I was dazzled--as you may be--by the course catalog’s array of seductive titles like "Murdering, Marauding, Merriment: A Pirate History" or "Imagined Politics in Terry Pratchett Novels."**  One week of classes later, I realized that I had fallen for the bait.

Never choose a class by its title. Always choose by professor.  

A good professor can turn any subject into your new passion.  So, ask your upperclassmen friends, or browse through RateMyProfessor reviews (with a grain of salt: "Gave me an F. Made me cry.” is not a valid review.)  Once you find a professor you like, you had better sign up for anything they are teaching, no matter what it is.  

This is how I found myself in the deceptively simple-titled "History of Spain" with Jeffrey Bowman, and in "Introduction to Postcolonial Literature" with the prone-to-yelling-in-Spanish Ivonne Garcia.  I took the bafflingly named "Identity Formation in the Global South" with Celso Villegas, and the dry-sounding "Political Anthropology" seminar with Zohra Ismail.  These classes quickly became my all-time favorites, simply because the teachers were worth it.  All of the professors, whether hilarious, terrifying, or a little bit of both, were people I wanted to work my butt off for. 

But how do you, as a lowly freshman, get into these classes in the first place?

Everyone hates the online registration system, except for the ladies in the Registrar's office, who, up until last year, had to file our classes in person, by hand.  Online registration streamlined the process but also challenged our reliable tradition of talking our way into classes we shouldn't really be able to get into.  It was so easy to drop by a professor's office and explain why you needed to be in a class that was two levels above your head; if you could demonstrate that you were truly enthusiastic, they would sign you in and that was that.  
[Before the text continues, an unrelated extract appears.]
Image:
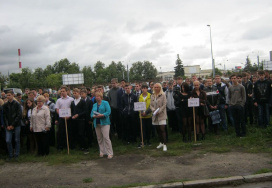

While this is no longer easy to do with online registration, you can still employ face-to-face negotiation during Add/Drop period, early in the semester.  When the computers shut you out of all your classes, don't panic. Simply visit your professors of choice and argue your case.  You might not get in anyways, since the class might be overenrolled, but at least you'll be on the radar for the next time around.  I've had teachers over-enroll classes to fit me in, or reserve spaces for me years down the road.  The online registration system might be out to screw you, but professors want to help.

In conclusion:

Pick teachers, not classes.

You can talk your way into anything.

Be curious and enthusiastic.


**Sadly, these classes do not actually exist, but if they did, I would still suggest thinking critically about flashy course descriptions.